Radiometric imagers have many real and potential applications. Airborne and spaceborne microwave imagers can be used for: mapping terrestial, planetary and oceanographic features; measuring atmospheric water vapor, rain, and sea surface temperature; and assessing hydrographic phenomena, and meteorologic and surface conditions below clouds or rain.
By way of example, present geosynchronous satellite radiometric meteorological mappers are limited to visible and infrared frequencies which at best weakly penetrate cloud cover. Thus, present systems are precluded from providing continuous observation of the Earth's surface. Portions of the microwave spectrum (1 mm to 1 m wavelengths, herein) readily penetrates cloud cover. Therefore, a microwave radiometer could provide all-weather continuous imaging of the Earth's surface for meteorological and other applications.
Microwave radiometric imagers which use large parabolic dish reflectors are well known. The mass and size of the dishes are related to the angular resolution required and the wavelength to be received. To achieve the resolution required for the applications and wavelengths previously discussed requires very large and heavy structures. Accordingly, these reflectors are generally impractical for remote radio frequency applications.

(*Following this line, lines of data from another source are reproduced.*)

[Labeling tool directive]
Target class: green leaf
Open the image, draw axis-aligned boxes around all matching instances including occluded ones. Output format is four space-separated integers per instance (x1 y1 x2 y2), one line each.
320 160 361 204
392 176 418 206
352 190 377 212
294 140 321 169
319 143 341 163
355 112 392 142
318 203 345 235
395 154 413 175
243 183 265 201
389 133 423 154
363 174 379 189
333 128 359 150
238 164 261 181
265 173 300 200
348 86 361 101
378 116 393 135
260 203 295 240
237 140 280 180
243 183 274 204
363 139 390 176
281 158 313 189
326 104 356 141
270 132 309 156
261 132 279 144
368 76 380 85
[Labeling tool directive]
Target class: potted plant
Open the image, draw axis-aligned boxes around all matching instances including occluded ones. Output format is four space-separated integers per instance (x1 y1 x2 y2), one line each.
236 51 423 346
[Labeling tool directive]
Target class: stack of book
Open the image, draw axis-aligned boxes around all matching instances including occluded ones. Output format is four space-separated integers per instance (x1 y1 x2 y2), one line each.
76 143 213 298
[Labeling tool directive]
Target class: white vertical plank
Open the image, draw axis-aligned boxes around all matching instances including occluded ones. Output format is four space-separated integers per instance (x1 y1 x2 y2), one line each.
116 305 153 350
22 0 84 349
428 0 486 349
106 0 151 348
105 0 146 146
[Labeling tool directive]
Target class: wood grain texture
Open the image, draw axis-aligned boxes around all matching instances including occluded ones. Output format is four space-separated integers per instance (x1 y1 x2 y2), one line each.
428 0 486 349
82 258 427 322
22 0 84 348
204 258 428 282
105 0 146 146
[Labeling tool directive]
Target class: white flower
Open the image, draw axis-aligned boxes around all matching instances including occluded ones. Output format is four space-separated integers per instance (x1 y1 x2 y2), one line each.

Analogous problems of bulk and weight have been addressed in radar systems and the solutions have included synthetic aperture radar (SAR). However, the SAR systems are based on reflections of coherent radiation they produce. Radiometric systems are dependent on target emissions, and in general, these are broad-band and incoherent.
What is needed is a practical radiometric imaging system which provides images of high resolution and fidelity relative to bulk and power requirements. It is further important that such a system be adaptable for satellite imaging from geosynchronous orbit.